These steps will configure the SharePoint searching engine to index Confluence pages such that performing a search within a MOSS Search site shows both SharePoint and Confluence results.

Prerequisite: Microsoft Office SharePoint Server (MOSS) 2007 Required

Note that this search capability requires Microsoft Office SharePoint Server (MOSS) 2007 (Standard or Enterprise) and will not work with Windows SharePoint Services (WSS v3). Searching with Microsoft's new Search Server 2008 is likely possible, but is not yet tested. See Search Configuration for Search Server 2008 for more details.

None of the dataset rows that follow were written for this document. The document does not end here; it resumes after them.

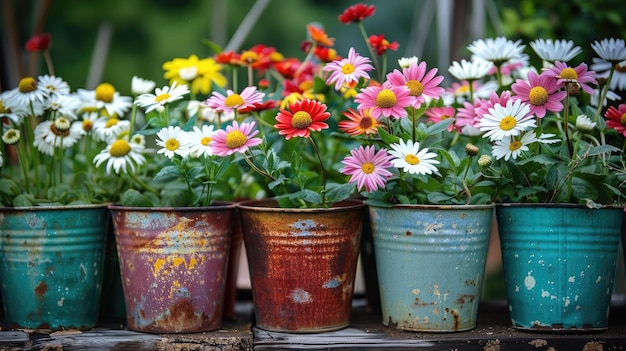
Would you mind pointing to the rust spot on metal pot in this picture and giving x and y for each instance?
(41, 289)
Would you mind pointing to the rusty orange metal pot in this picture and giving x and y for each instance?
(302, 264)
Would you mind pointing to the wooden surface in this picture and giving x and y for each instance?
(492, 333)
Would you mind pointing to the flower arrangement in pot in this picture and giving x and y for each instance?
(556, 133)
(54, 216)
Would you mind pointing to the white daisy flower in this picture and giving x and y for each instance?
(555, 50)
(584, 124)
(106, 97)
(405, 62)
(498, 50)
(25, 94)
(603, 68)
(108, 129)
(200, 139)
(49, 137)
(470, 70)
(612, 50)
(511, 147)
(162, 97)
(506, 121)
(411, 159)
(120, 155)
(174, 141)
(15, 114)
(140, 86)
(52, 85)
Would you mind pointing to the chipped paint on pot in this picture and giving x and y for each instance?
(51, 263)
(302, 264)
(431, 263)
(559, 264)
(173, 264)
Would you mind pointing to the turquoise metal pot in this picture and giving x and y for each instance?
(559, 265)
(431, 263)
(51, 265)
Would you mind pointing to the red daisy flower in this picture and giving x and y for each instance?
(301, 118)
(380, 44)
(616, 118)
(356, 13)
(39, 42)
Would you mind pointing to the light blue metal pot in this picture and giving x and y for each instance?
(559, 264)
(51, 265)
(431, 263)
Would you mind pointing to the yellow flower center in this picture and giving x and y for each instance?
(27, 85)
(235, 139)
(368, 168)
(538, 96)
(172, 144)
(205, 141)
(233, 100)
(386, 98)
(119, 148)
(301, 120)
(416, 87)
(515, 145)
(162, 97)
(105, 92)
(569, 74)
(508, 123)
(411, 159)
(111, 122)
(347, 68)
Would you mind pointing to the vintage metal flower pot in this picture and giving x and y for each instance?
(302, 264)
(173, 264)
(559, 264)
(431, 262)
(51, 265)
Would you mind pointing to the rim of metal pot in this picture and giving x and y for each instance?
(437, 207)
(217, 206)
(271, 205)
(52, 207)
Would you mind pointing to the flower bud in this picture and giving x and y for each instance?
(471, 149)
(484, 161)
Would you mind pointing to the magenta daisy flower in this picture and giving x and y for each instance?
(233, 101)
(388, 100)
(367, 168)
(421, 83)
(348, 70)
(541, 91)
(579, 74)
(236, 138)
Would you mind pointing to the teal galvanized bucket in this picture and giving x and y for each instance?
(559, 264)
(431, 263)
(51, 265)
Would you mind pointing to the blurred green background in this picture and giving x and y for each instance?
(98, 41)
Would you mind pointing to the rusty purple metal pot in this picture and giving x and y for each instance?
(173, 264)
(302, 264)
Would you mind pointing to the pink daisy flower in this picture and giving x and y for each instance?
(438, 114)
(348, 70)
(541, 91)
(579, 74)
(233, 101)
(388, 100)
(367, 167)
(494, 99)
(419, 82)
(236, 138)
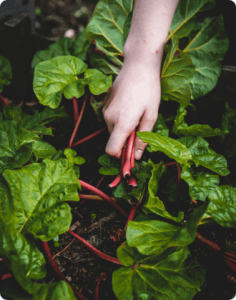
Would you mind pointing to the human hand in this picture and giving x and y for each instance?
(133, 100)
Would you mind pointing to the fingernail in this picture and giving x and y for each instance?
(138, 154)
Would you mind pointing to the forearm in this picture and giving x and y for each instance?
(149, 29)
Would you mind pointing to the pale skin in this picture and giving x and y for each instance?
(134, 98)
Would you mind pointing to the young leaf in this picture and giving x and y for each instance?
(204, 156)
(222, 206)
(167, 145)
(173, 276)
(38, 206)
(99, 82)
(107, 23)
(5, 72)
(201, 183)
(57, 76)
(153, 237)
(176, 75)
(154, 204)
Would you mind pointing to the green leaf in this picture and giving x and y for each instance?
(42, 149)
(154, 204)
(174, 276)
(107, 23)
(72, 158)
(38, 192)
(5, 72)
(80, 45)
(99, 82)
(176, 75)
(201, 183)
(57, 76)
(222, 206)
(153, 237)
(160, 126)
(167, 145)
(204, 156)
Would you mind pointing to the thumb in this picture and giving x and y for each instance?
(146, 124)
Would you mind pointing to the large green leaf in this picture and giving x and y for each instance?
(174, 276)
(57, 76)
(154, 204)
(222, 206)
(169, 146)
(38, 192)
(5, 72)
(153, 237)
(204, 156)
(201, 183)
(107, 23)
(176, 75)
(51, 291)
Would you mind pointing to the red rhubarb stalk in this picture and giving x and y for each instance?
(88, 137)
(78, 122)
(58, 272)
(4, 102)
(94, 250)
(127, 163)
(76, 110)
(103, 196)
(119, 177)
(132, 213)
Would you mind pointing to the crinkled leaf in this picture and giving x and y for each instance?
(107, 23)
(38, 192)
(176, 75)
(167, 145)
(204, 156)
(57, 76)
(42, 149)
(72, 158)
(154, 204)
(99, 83)
(5, 72)
(153, 237)
(222, 205)
(80, 45)
(174, 276)
(201, 183)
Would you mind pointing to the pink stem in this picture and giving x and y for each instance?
(94, 250)
(6, 276)
(3, 100)
(76, 110)
(90, 197)
(78, 122)
(132, 213)
(103, 196)
(129, 149)
(88, 137)
(56, 269)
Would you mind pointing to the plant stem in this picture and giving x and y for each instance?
(129, 149)
(103, 196)
(101, 277)
(4, 102)
(78, 122)
(58, 272)
(88, 137)
(76, 110)
(6, 276)
(132, 213)
(94, 250)
(208, 242)
(90, 197)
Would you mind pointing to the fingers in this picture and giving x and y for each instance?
(146, 124)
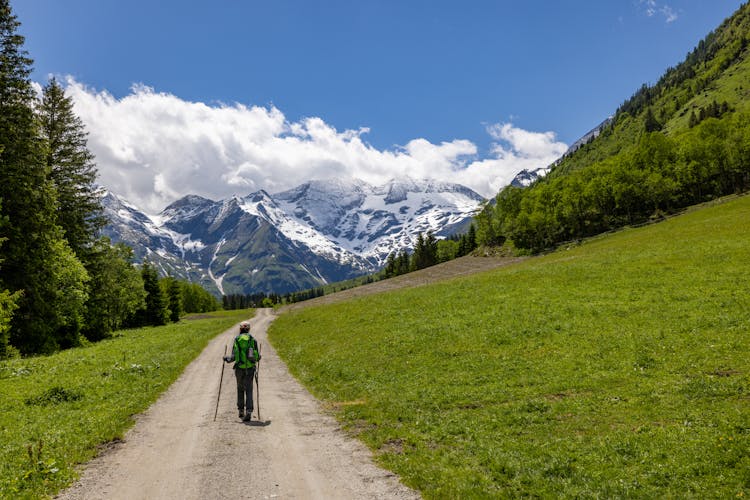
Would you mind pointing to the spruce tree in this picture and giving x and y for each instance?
(34, 249)
(156, 307)
(72, 169)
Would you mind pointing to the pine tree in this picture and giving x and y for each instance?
(471, 238)
(156, 308)
(174, 295)
(72, 169)
(650, 122)
(34, 250)
(116, 290)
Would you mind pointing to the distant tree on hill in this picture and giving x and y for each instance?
(116, 290)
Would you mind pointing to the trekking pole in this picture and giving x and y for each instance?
(221, 379)
(257, 389)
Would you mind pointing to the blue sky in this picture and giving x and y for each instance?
(465, 83)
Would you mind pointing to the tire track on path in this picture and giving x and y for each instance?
(177, 451)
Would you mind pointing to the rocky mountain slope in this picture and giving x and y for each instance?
(318, 232)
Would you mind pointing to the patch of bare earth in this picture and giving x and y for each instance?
(463, 266)
(293, 447)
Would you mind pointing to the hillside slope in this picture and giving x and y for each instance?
(617, 368)
(682, 141)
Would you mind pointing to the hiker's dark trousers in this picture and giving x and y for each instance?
(245, 388)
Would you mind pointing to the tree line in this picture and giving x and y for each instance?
(656, 176)
(665, 149)
(60, 281)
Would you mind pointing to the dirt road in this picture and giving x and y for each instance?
(295, 450)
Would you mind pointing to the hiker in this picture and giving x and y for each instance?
(245, 355)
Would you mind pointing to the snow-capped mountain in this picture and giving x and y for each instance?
(525, 177)
(318, 232)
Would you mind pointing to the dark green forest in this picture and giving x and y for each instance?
(682, 141)
(61, 283)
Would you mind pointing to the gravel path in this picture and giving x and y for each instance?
(177, 451)
(296, 450)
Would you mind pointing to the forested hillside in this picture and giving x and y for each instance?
(60, 282)
(679, 142)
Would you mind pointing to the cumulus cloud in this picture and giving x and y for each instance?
(153, 148)
(653, 8)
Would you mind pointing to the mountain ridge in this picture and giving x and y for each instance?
(307, 236)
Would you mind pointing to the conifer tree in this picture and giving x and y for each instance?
(116, 289)
(156, 307)
(71, 167)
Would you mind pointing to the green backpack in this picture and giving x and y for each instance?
(244, 351)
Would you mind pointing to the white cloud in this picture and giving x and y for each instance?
(153, 147)
(652, 7)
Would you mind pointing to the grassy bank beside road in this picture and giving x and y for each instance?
(56, 410)
(618, 368)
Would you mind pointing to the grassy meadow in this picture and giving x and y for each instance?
(616, 368)
(56, 410)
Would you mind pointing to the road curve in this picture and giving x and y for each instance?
(177, 451)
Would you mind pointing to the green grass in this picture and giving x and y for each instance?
(618, 368)
(56, 410)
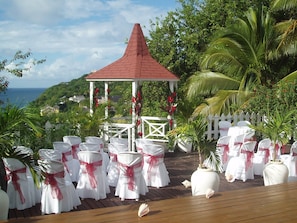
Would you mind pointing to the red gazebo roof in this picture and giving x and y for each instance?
(135, 64)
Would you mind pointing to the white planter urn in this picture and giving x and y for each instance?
(4, 205)
(203, 181)
(275, 172)
(184, 145)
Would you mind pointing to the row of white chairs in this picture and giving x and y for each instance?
(58, 193)
(243, 158)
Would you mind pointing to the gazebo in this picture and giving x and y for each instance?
(136, 66)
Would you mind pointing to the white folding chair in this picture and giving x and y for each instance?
(58, 195)
(37, 190)
(222, 147)
(261, 156)
(224, 127)
(100, 143)
(72, 165)
(19, 188)
(92, 181)
(113, 170)
(119, 140)
(243, 123)
(140, 142)
(131, 183)
(154, 170)
(55, 155)
(235, 145)
(290, 160)
(74, 141)
(241, 167)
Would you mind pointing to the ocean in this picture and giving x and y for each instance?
(21, 96)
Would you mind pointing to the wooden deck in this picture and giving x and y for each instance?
(257, 204)
(180, 167)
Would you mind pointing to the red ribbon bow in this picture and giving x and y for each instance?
(50, 178)
(130, 174)
(249, 156)
(90, 168)
(74, 149)
(266, 154)
(152, 161)
(225, 152)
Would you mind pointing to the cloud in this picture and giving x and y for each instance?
(75, 37)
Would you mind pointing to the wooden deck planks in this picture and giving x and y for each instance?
(259, 204)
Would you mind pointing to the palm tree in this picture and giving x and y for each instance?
(16, 123)
(236, 62)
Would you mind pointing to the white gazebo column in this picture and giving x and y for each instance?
(106, 98)
(134, 92)
(91, 97)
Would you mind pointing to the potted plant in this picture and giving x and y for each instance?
(278, 127)
(16, 125)
(205, 178)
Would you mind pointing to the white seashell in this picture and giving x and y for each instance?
(186, 183)
(143, 210)
(209, 193)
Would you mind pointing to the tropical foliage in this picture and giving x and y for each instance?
(18, 126)
(241, 58)
(194, 130)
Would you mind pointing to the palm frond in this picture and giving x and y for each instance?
(207, 83)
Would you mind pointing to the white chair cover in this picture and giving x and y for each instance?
(55, 155)
(119, 140)
(19, 189)
(72, 165)
(100, 143)
(235, 145)
(241, 167)
(140, 142)
(224, 127)
(92, 181)
(131, 183)
(154, 170)
(243, 123)
(37, 189)
(262, 156)
(74, 141)
(58, 195)
(290, 160)
(222, 147)
(112, 170)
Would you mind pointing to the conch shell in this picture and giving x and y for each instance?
(143, 210)
(209, 193)
(186, 183)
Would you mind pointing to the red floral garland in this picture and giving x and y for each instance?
(137, 101)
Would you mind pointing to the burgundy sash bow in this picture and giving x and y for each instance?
(13, 175)
(65, 159)
(90, 168)
(249, 156)
(266, 154)
(152, 161)
(74, 149)
(225, 152)
(50, 179)
(113, 157)
(129, 172)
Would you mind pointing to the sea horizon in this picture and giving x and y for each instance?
(21, 97)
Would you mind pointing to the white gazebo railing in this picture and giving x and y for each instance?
(153, 128)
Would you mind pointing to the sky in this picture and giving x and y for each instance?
(75, 37)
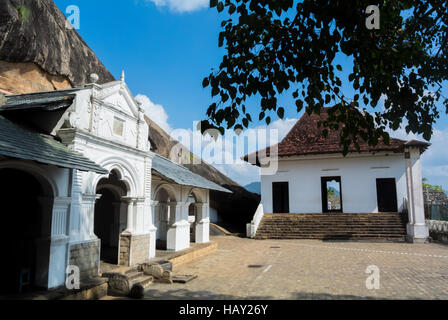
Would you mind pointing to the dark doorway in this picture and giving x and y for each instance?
(24, 264)
(280, 197)
(104, 224)
(386, 190)
(107, 221)
(331, 194)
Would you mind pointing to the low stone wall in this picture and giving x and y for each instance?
(134, 249)
(125, 249)
(86, 256)
(139, 248)
(438, 230)
(192, 253)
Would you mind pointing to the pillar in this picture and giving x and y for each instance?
(417, 231)
(130, 214)
(178, 235)
(202, 224)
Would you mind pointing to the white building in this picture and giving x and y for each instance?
(314, 177)
(76, 166)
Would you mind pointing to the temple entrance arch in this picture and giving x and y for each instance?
(196, 202)
(110, 215)
(26, 255)
(165, 198)
(192, 215)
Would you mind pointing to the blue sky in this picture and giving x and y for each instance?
(167, 47)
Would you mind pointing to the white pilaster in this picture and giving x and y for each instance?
(417, 231)
(178, 235)
(202, 224)
(130, 214)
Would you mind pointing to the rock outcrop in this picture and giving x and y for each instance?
(39, 53)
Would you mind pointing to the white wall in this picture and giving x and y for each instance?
(214, 218)
(358, 180)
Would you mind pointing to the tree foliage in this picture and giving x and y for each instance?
(278, 46)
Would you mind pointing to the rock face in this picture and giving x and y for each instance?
(39, 53)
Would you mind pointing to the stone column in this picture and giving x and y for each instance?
(417, 231)
(202, 224)
(76, 205)
(87, 221)
(58, 244)
(130, 214)
(178, 235)
(152, 229)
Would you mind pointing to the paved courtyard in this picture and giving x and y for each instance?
(307, 269)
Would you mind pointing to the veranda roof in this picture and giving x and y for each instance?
(21, 143)
(181, 175)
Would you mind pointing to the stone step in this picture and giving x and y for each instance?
(332, 226)
(324, 236)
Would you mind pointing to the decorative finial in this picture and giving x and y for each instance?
(94, 78)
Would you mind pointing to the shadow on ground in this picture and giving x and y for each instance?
(184, 294)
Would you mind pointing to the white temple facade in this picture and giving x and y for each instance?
(107, 203)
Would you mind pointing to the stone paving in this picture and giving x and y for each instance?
(310, 269)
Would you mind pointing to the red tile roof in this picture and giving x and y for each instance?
(306, 138)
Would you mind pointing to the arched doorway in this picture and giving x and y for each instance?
(164, 199)
(25, 262)
(192, 216)
(110, 215)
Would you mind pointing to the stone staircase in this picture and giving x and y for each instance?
(335, 226)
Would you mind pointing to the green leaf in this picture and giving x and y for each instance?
(220, 7)
(205, 82)
(232, 8)
(281, 112)
(268, 120)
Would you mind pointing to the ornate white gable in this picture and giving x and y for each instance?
(110, 112)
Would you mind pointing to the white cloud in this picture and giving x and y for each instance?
(181, 5)
(435, 158)
(155, 112)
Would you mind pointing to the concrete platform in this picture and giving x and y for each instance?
(178, 258)
(91, 289)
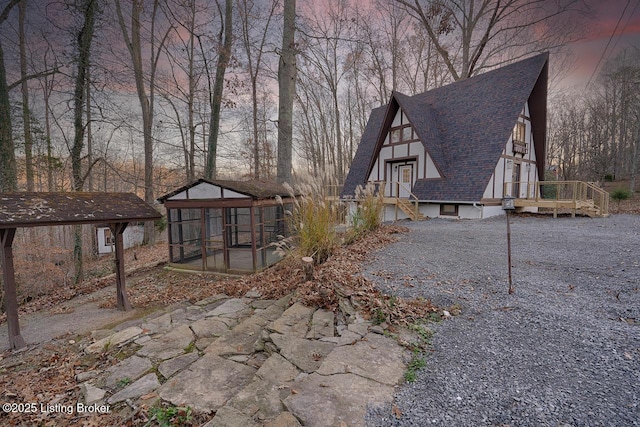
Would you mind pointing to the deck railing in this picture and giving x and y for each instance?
(576, 195)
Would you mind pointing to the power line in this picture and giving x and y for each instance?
(625, 26)
(608, 43)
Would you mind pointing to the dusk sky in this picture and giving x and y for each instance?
(589, 51)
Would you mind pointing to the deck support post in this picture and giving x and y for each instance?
(9, 280)
(121, 290)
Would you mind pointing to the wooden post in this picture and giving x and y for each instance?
(8, 278)
(121, 290)
(307, 267)
(509, 252)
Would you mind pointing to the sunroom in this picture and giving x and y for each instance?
(226, 226)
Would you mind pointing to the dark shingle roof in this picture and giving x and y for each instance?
(464, 126)
(40, 209)
(256, 189)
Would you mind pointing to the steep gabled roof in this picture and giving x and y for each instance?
(29, 209)
(464, 126)
(255, 189)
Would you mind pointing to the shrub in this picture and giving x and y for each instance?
(620, 194)
(313, 222)
(367, 216)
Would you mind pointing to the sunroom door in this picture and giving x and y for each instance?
(405, 178)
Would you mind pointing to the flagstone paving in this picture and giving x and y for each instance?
(250, 362)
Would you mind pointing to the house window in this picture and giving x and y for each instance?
(401, 134)
(519, 138)
(406, 175)
(108, 237)
(395, 136)
(449, 210)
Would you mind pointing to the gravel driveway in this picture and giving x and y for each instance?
(563, 350)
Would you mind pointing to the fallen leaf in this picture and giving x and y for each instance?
(396, 411)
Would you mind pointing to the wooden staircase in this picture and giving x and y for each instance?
(410, 209)
(585, 198)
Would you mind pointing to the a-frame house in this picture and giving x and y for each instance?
(458, 150)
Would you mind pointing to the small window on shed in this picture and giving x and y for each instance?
(108, 237)
(449, 210)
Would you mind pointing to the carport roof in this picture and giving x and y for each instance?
(32, 209)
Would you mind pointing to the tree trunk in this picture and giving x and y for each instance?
(84, 52)
(8, 168)
(218, 86)
(286, 91)
(26, 114)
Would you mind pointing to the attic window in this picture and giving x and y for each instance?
(519, 138)
(402, 134)
(448, 210)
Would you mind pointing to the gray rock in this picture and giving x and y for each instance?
(241, 340)
(209, 327)
(85, 376)
(377, 329)
(260, 399)
(330, 401)
(361, 329)
(132, 368)
(144, 385)
(252, 294)
(194, 312)
(285, 419)
(271, 312)
(277, 369)
(261, 304)
(114, 339)
(91, 393)
(346, 338)
(294, 321)
(322, 324)
(171, 366)
(159, 325)
(305, 354)
(211, 300)
(233, 308)
(168, 345)
(228, 416)
(207, 384)
(376, 357)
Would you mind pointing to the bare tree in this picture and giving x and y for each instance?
(287, 69)
(146, 92)
(89, 9)
(26, 114)
(8, 168)
(225, 39)
(470, 35)
(254, 46)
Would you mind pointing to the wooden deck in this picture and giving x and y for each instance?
(577, 197)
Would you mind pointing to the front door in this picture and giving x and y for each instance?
(405, 178)
(515, 178)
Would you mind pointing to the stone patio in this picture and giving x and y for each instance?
(250, 362)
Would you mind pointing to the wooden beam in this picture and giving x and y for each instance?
(121, 290)
(8, 275)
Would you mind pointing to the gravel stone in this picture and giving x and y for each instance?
(564, 349)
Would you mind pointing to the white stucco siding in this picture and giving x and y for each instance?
(432, 170)
(230, 194)
(203, 190)
(206, 191)
(509, 161)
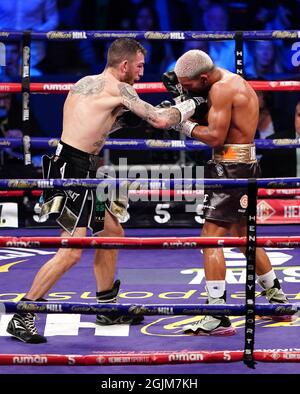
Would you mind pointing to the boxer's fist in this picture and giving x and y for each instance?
(171, 83)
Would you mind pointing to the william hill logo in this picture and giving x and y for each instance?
(265, 211)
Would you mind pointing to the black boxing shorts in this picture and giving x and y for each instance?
(79, 208)
(227, 205)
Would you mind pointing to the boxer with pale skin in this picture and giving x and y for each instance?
(94, 106)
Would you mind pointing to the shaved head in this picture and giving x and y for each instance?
(193, 63)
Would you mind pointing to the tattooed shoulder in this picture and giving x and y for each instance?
(128, 94)
(89, 85)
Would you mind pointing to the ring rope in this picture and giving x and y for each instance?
(145, 243)
(165, 183)
(147, 358)
(146, 144)
(165, 193)
(142, 87)
(165, 35)
(147, 309)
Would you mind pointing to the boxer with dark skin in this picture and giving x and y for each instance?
(232, 122)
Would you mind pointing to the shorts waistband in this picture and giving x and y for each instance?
(235, 153)
(91, 162)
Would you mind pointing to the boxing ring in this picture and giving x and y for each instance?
(161, 271)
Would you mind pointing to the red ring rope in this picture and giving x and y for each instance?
(183, 357)
(148, 87)
(146, 243)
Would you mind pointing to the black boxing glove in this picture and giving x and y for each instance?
(201, 107)
(164, 104)
(171, 83)
(190, 107)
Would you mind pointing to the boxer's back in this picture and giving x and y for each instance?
(89, 112)
(244, 109)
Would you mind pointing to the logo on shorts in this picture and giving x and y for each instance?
(244, 201)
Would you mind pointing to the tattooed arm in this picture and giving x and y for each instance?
(157, 117)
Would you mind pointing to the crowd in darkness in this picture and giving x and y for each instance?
(263, 59)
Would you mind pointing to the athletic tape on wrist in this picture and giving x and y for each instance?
(186, 127)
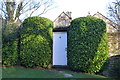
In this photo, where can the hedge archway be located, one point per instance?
(87, 44)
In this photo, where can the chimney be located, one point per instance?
(89, 13)
(69, 13)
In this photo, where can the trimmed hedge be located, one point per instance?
(9, 53)
(87, 44)
(9, 47)
(36, 42)
(114, 67)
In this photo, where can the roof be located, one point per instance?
(114, 25)
(65, 14)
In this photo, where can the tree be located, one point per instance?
(114, 11)
(12, 10)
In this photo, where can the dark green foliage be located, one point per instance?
(9, 53)
(36, 42)
(114, 70)
(87, 44)
(9, 47)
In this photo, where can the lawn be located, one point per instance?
(20, 72)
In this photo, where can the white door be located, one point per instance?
(59, 48)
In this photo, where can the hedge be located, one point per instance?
(114, 67)
(36, 42)
(9, 47)
(87, 44)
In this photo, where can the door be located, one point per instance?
(60, 48)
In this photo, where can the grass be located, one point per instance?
(20, 72)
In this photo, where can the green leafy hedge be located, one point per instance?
(114, 70)
(36, 42)
(10, 41)
(87, 44)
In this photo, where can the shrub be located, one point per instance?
(114, 68)
(87, 44)
(36, 42)
(9, 47)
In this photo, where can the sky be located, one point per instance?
(79, 8)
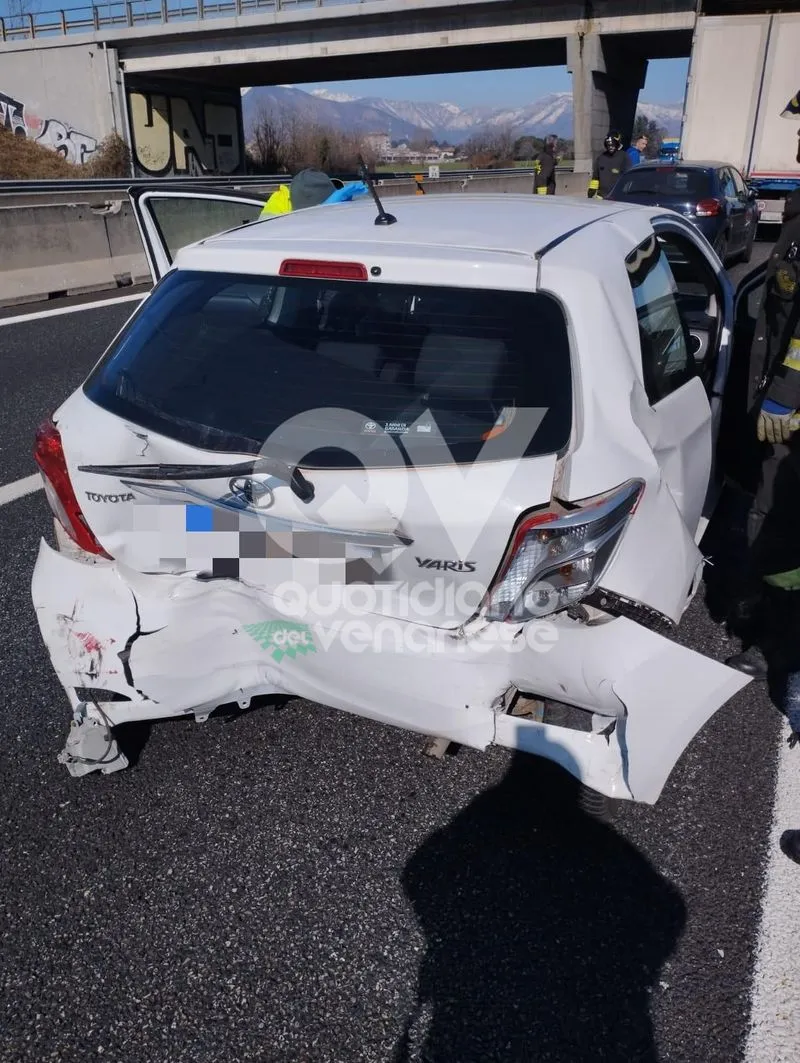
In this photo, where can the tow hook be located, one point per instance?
(90, 745)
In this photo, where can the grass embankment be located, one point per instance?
(23, 159)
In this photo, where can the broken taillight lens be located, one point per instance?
(557, 558)
(49, 455)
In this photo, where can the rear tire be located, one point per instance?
(748, 252)
(720, 246)
(595, 805)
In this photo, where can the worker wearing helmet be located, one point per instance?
(310, 188)
(609, 166)
(544, 169)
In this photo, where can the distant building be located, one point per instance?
(377, 144)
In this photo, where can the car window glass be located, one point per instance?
(681, 181)
(228, 360)
(666, 363)
(729, 188)
(699, 298)
(185, 220)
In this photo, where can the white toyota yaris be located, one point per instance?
(448, 473)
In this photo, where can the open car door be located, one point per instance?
(171, 218)
(737, 450)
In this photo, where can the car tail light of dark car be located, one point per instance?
(557, 558)
(49, 455)
(709, 208)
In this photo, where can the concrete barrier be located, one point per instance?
(63, 249)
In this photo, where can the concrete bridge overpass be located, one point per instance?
(168, 78)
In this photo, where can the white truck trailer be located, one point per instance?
(744, 74)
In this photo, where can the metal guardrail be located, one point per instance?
(126, 14)
(228, 181)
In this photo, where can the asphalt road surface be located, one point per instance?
(295, 884)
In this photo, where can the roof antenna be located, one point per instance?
(383, 218)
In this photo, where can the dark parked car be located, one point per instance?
(713, 196)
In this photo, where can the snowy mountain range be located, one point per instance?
(441, 121)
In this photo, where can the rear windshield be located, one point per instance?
(685, 182)
(224, 361)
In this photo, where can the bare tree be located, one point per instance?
(286, 142)
(491, 149)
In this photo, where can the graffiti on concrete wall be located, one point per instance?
(70, 144)
(172, 134)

Prerequisite: July 2008 Infrastructure Update, Service Pack 1, or the Forms Authentication Hotfix

MOSS 2007 shipped without the ability to crawl web sites such as Confluence that use Forms Based Authentication (FBA). There are several ways to update MOSS to provide this functionality. Please review the SharePoint Search Prerequisite Updates for the details. If you think you may already have SharePoint updated you can skip the prerequisite updates and will be instructed to install the hotfix later if there is a problem (note that installing the hotfix is not the only solution as discussed in the prerequisite updates).

Troubleshooting

If you are still having problems after going through the steps below, check out the Troubleshooting SharePoint Search documentation.

Create a Confluence Search Source

To perform searching of Confluence, several search entities need to be created. This includes a Content Source, Crawl Rule, Scope, and the registration of a Security Trimmer. All of this is done for you through two Confluence search administration screens described below. You can also do this manually, but this requires a bit more effort.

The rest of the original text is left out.